The olive tree and its’ produce have played an important role throughout the centuries in the nutrition, therapeutic care of the body, economy and religious ceremonies of the Cypriots. The leaves are used as incense (in churches and homes) and produce a wonderfully fragrant scent. The fruit (the olive) is eaten and also pressed for its’ oil which has been proven to have health benefits when consumed regularly and, if stored properly, olive oil can be kept and consumed for up to three years. The oil is also processed into soaps, hair conditioners, massage oils and other therapeutic products. Unfortunately, a tree’s production of fruit is unreliable from season to season.
During ancient times in Cyprus the trade in olive oil was connected to the Sanctuary of the Goddess Diana and the Goddess Hera.
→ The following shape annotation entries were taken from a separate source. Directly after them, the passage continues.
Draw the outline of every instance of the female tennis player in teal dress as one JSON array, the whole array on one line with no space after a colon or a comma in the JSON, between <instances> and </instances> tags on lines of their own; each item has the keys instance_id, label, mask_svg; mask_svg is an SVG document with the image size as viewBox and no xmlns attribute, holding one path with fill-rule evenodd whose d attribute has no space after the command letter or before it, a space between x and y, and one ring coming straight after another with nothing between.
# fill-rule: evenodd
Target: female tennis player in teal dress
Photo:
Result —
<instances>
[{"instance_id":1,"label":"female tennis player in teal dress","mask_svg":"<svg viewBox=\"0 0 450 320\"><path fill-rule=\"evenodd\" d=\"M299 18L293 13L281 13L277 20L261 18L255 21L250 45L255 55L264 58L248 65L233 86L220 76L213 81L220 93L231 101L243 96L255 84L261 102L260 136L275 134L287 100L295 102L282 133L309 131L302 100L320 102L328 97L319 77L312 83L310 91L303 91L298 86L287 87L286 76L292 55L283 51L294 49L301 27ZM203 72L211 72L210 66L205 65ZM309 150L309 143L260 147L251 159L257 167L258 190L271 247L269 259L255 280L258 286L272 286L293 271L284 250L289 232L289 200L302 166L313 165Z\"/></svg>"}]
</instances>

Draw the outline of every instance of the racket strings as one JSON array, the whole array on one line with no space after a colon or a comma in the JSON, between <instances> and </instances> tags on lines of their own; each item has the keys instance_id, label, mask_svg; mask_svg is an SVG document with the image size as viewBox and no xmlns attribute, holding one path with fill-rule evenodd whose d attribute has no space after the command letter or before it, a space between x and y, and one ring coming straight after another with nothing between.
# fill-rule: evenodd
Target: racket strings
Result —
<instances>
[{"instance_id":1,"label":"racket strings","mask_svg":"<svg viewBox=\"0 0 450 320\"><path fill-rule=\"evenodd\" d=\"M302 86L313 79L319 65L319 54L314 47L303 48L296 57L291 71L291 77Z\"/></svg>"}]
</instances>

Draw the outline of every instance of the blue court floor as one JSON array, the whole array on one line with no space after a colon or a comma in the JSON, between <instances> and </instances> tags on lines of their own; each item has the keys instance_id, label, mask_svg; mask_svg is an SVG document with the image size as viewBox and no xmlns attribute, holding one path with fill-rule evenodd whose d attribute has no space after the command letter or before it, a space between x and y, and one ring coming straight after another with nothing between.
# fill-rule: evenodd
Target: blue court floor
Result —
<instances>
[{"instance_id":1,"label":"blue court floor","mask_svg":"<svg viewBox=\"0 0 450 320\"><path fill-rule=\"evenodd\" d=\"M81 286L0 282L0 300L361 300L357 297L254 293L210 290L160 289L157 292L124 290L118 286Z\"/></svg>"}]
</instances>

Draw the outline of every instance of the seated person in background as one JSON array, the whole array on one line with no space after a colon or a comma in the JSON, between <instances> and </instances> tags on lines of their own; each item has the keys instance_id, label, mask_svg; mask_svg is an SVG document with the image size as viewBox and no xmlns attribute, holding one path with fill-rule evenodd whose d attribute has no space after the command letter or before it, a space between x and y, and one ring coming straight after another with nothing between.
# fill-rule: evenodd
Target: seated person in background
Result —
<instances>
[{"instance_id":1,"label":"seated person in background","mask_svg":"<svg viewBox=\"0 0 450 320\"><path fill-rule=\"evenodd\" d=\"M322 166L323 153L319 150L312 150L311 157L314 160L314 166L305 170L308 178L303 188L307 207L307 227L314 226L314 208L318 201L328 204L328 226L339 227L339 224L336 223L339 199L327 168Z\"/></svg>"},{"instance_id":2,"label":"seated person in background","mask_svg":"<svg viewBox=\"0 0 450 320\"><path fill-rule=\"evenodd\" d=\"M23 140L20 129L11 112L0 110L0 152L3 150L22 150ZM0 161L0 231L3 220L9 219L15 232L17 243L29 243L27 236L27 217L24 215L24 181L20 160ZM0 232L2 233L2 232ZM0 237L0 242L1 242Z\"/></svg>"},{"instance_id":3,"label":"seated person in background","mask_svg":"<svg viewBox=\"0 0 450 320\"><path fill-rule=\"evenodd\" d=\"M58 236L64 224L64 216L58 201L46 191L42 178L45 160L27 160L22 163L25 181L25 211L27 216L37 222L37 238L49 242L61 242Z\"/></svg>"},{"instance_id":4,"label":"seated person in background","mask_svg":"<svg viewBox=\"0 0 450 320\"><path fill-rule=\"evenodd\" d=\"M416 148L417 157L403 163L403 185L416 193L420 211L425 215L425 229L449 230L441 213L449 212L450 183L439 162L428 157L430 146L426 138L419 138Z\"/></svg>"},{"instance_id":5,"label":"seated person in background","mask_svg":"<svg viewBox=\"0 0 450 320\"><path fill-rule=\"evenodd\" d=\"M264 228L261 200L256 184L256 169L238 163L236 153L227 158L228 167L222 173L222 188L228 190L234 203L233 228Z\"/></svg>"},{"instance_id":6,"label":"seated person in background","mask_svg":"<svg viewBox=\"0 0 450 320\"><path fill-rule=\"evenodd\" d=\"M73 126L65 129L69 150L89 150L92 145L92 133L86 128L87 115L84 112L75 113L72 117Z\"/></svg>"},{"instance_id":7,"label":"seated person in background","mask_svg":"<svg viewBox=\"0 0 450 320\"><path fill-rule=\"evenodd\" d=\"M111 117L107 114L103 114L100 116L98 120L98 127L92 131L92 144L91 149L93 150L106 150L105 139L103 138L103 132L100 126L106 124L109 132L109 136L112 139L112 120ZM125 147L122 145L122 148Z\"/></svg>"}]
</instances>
In the Christian religion, olive oil is one of the three blessed products: wine, wheat and olive oil. Bread supports and strengthens the heart; wine lightens the spirit and olive oil relaxes the body. Olive oil is still used to this day to anoint a baby during baptism.
In Islam, the olive is the central tree, a symbol of Universal Man and of the Prophet.
SYMBOL OF PEACE
As a symbol of peace, the olive branch dates back to the 5thcentury B.C.
An olive branch is prominently displayed on the Cypriot flag, and this symbol can also be seen on numerous police badges and patches across the world to signify peace.
When we hear the phrase, “to offer someone an olive branch” we are really saying, “to make peace with them.”
On The Great Seal of the United States, an eagle is grasping an olive branch in its’ right talon, and a petition adopted by the American Continental Congress in July 1775, was called the “Olive Branch Petition” in the hope of avoiding a full-blown war with Great Britain.
Olive trees have had a tremendous impact on the world and ancient trees need to be protected.